日韓交流史上、重要なテーマに遭遇した。これを簡明に報告し、関係する諸賢の考察と批判にきょうしたい。

文献は、三国志の魏志倭人伝。人物は、難升米である。難升米は倭国の女王俾(卑)弥呼(※注1)の使者として魏の都洛陽へ派遣された。景初二年(※注2)(二三八)六月である。次使は都市牛利である。この難升米が、姓は難氏、名は升米(「しめ」か)ではないか、という疑問が生まれたのである。

発端は、次使の都市牛利から生じた。

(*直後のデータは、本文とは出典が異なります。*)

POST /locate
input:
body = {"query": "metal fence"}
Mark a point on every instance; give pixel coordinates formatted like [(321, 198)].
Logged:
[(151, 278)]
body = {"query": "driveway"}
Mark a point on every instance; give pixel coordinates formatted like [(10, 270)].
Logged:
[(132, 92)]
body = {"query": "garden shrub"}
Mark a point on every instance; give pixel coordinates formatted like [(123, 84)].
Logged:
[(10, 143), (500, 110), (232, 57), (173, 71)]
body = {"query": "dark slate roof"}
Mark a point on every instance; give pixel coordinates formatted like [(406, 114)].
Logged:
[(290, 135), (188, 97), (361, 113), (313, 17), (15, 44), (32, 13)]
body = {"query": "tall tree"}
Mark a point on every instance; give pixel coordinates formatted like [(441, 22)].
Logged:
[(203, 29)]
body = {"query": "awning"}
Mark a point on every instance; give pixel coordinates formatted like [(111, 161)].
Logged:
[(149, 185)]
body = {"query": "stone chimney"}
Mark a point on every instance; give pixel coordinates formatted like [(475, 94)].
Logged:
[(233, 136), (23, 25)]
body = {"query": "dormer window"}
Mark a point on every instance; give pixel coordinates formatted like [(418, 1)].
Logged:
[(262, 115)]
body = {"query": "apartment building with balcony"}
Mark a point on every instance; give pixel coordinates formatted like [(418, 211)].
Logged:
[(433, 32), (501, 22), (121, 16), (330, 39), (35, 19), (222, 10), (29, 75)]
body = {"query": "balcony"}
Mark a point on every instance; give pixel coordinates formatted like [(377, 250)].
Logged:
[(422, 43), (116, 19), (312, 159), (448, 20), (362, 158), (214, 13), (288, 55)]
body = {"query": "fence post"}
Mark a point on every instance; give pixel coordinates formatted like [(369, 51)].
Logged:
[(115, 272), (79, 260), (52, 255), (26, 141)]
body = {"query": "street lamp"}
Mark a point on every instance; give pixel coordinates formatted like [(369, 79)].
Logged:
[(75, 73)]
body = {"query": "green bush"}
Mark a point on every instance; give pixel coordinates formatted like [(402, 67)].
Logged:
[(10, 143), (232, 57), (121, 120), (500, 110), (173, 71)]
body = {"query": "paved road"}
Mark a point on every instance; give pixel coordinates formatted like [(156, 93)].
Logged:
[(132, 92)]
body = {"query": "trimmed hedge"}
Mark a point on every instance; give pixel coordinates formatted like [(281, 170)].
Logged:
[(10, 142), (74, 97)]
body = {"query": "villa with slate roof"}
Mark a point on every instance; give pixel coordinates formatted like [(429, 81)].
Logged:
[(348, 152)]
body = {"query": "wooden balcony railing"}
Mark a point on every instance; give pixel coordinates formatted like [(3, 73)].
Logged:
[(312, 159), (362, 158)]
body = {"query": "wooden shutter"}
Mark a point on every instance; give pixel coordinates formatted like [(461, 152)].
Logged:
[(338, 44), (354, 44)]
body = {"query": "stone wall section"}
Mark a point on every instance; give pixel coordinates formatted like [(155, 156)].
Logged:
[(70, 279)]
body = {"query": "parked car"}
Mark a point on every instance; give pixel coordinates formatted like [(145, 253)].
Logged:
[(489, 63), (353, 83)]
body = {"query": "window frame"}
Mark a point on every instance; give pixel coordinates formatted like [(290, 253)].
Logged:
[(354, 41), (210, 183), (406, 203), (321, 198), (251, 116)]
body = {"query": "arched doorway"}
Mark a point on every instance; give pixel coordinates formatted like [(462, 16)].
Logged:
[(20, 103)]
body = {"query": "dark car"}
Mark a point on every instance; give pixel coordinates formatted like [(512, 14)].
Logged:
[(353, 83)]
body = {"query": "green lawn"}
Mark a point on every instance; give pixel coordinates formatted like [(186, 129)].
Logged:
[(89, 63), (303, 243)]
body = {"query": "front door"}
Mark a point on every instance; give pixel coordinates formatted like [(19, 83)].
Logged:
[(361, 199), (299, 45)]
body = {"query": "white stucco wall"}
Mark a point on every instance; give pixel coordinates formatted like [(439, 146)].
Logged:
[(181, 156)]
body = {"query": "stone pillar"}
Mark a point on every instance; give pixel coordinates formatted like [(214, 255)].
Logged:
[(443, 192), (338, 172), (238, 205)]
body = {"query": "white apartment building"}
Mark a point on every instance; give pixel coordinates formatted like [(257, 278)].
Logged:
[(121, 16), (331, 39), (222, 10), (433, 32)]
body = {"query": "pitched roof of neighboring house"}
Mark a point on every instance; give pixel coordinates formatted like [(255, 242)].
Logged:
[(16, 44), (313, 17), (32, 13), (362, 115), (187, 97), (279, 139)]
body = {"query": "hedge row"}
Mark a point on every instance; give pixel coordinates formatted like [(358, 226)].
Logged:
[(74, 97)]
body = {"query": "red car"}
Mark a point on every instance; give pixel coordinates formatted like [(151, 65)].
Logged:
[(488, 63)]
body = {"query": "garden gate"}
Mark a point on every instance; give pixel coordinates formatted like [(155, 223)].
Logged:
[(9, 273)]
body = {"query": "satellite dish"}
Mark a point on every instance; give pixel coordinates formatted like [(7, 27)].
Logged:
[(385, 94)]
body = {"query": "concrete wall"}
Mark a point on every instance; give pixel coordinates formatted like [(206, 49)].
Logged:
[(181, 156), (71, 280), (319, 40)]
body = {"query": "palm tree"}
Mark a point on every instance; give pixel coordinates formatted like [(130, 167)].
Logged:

現代の日本の姓に「都市」があり、「といち」と読まれている。福岡県の福岡市・太宰府市・筑紫野市に居住し、その本拠は長崎県松浦郡鷹島たかしまにあり、黑くろ図ずに墓地がある。明治初年近くまでは屋敷もそこにあったという(現在も数軒あり)。古来の「松浦水軍」の拠点である。

もしこの「都市」氏が、倭人伝中の都市と同一であるとすれば、鋭い問題提起が必然とならざるを得ない。なぜなら「と」は"神殿の戸口"などの意であろうけれど、これは「おん」である。「いち」は問題なく"市"であろう。倭人伝にも、その存在が記せられている。しかし、こちらは「くん」(日本語読み)である。倭人伝においてすでに「音訓、両用」の用法が存在していたことになるからである。

今は、この問題はおこう。別の機会に詳述する。問題は、「難升米」への波及効果だ。

次使の「都市牛利」が「姓と名」をもつとすれば、代表者の「難升米」が「名前だけ」の「なしめ」などであるはずはない。当然「姓と名」でなければならぬ(「都市牛利」は二回目の出現では「牛利」だけであり、四字とも「名」ではないことは、すでに示唆されていた)。すなわち「難」(姓)(中国・韓国語)と「升米」(名)(日本語)ではないか。そういう問題に当面せざるを得ないこととなったのである。